Sell/Consume domain of the CSDM framework

  • Release version: Xanadu
  • Updated August 1, 2024
  • 3 minutes to read
  • The Sell/Consume domain represents the portfolio of business services that may sell or consume elements of the Manage Technical Services domain. The Sell/Consume domain involves the tables used by Service Portfolio Management (Service Portfolio Management) and Customer Service Management (CSM). This is the portfolio and request catalog of business service offerings that depend on the deployed digital products.

    Typical users are the business relationship manager and the customer service manager. Business consumers can request business services through the request catalog. Catalogs are described in detail in Service Catalog. You're not required to use Service Portfolio Management or CSM to use the referenced tables, but those products enable you to manage workflows and report service-related data.

    Sell/Consume domain.

    The Sell/Consume domain includes the following tables:
    • Business service offering table [service_offering].
    • The Business Service table [cmdb_ci_service_business] extends the core Service table [cmdb_ci_service].
      Note:
      Before the Business Service table was added, all Business Services existed in the Service table. In the future, all Business Services might migrate from core cmdb_ci_service to cmdb_ci_service_business. Until then, both tables operate identically.
    • Service portfolio table [spm_service_portfolio]. The Service portfolio table is not a CMDB table.

    You can select the tables in the Sell/Consume domain to use with Incident Management and Change Management.

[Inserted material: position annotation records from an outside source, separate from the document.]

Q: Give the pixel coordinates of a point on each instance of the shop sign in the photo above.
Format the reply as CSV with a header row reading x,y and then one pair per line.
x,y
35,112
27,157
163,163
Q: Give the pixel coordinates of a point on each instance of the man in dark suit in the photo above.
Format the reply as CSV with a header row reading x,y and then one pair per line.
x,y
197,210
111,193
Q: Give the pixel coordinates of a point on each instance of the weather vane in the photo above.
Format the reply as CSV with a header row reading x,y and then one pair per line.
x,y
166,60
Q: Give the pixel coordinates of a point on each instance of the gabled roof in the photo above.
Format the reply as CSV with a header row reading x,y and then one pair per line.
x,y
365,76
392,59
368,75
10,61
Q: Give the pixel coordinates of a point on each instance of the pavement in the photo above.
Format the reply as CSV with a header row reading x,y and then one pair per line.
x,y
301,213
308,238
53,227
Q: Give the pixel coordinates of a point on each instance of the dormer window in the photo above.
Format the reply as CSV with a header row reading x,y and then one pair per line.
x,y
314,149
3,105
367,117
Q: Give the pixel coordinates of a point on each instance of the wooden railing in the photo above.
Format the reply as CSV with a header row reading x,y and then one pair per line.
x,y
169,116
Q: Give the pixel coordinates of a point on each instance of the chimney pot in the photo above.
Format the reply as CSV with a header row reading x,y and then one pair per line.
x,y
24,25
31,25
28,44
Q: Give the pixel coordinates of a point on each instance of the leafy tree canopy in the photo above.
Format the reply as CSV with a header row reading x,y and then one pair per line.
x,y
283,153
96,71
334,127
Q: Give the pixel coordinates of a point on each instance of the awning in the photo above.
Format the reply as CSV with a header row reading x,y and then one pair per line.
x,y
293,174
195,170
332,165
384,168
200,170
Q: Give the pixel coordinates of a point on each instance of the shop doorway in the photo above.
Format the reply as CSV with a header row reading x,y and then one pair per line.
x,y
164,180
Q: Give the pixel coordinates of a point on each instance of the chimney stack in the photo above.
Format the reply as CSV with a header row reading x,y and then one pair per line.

    Business service offerings

    Business service offerings are the starting point for configuring Service Portfolio Management. Business service offerings inherit from Business Services. Business service offerings consist of one or more service commitments that define the level of service in terms of availability, scope, pricing, and other factors. For example, an organization might offer two levels of desktop support:
    • A silver offering of upgrades and virus protection.
    • A gold offering with the silver commitments plus a response time guarantee of 30 minutes between the hours of 8:00 a.m. and 5:00 p.m., Monday through Friday.
    Note:
    Business services and technology management services connect to the spm_service_portfolio through the spm_taxonomy_node. See Service Portfolio Management taxonomy.
    Business service offerings have the following characteristics:
    • Business service offerings tailor the service by capability, availability, pricing, and packaging options. You can use the service offering to set different levels of performance and features for a particular service.
    • Business service offering commitments define the agreed-upon service delivery obligations.
    • Business service offering subscriptions record which users have access to an offering.
    • Business service offerings are the CMDB records that identify the specific business area and the entity where the service is delivered. Some business services and service offerings depend on the application service.
    • Business service offerings are derived from the service and are refined depending on how the parent serves a particular business need.
    Note:
    You should configure at least one service offering for each operational business service or technical service.

    You can view your business service offerings in the Digital Portfolio Management (DPM).

    Service Offering view in the Digital Portfolio Management (DPM).

    Business service offerings typically have different service-level agreements (SLAs) depending on their commitments. Without a business service offering, SLAs remain at a process level only. For example, the SLA stays at a P1 incident or a minor change, and doesn't refer to the affected service offering.

    You can represent business services and business service offerings as catalog items in the service catalog to make them available for consumers.

    Business services

    A business service is associated with business users and is typically layered beneath one or more business capabilities. A business service can contain one or more business service offerings.

    Business consumers can use the request catalog to order business services, business service offerings, and service commitment levels. Business services are mapped to the [cmdb_ci_service_business] table and are classified as “business services.” Catalogs are described in detail in Service Catalog.

    Service portfolios

    A service portfolio is a hierarchical collection of business services, products, projects, or applications. A portfolio can represent a strategic business objective and enables you to manage all included items as a group (for example, life cycles). Items are organized into the following categories:
    • Objective (business intent)
    • Capability
    • Organization (for example, enterprise resource planning [ERP] or financial management)
    • Geography (location)

    Request catalogs

    A request catalog enables consumers to order and manage business and technical products, services, service commitment options, and offerings (for example, the Human Resources [HR] service catalog). Catalogs contain catalog items and are the starting point for consumers to access available services.

    Catalog Item

    A catalog item is an item or a service that a consumer can request from the catalog. A service can contain multiple catalog items (for example, the employee onboarding catalog). Catalog items are listed on the service portal and are available to the users that need them (either through subscription or job responsibility). Each catalog item is linked to one service offering.